The last decade has witnessed that penalized regression methods have become an alternative to classical methods. Adaptive lasso is one type of method in penalized regression and is commonly used in statistical modelling to perform variable selection. Apart from the classical lasso setting, the adaptive lasso requires the coefficient weights inside the target function. The main issue in adaptive lasso is to select the optimal weights in the model since the selected weights have serious impacts on the estimation results.
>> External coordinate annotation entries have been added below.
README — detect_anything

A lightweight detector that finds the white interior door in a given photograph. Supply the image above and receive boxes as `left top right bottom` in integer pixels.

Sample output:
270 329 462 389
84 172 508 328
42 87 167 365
However, there is no compromise for choosing the weights as a universal approach, and they should be chosen properly with the statistical assumptions. When the error terms are heavytailed, classical estimation (such as least squares) gives poor results in adaptive lasso because of the lacking robustness. This article deals with the selection of optimal weights in the presence of heavy-tailed errors for the adaptive lasso. To solve the distributional problem, we integrated the Theil-Sen estimation (TSE) approach into the adaptive lasso for heavytailed erroneous cases while choosing the weights. During the selection of the optimal tuning parameters, we employed a differential evolution algorithm (DEA) between a range of lambda values. The simulation studies and real data examples confirm the power of our combination of Theil-Sen estimators and differential evolution algorithm in the presence of heavytailed errors in the adaptive lasso.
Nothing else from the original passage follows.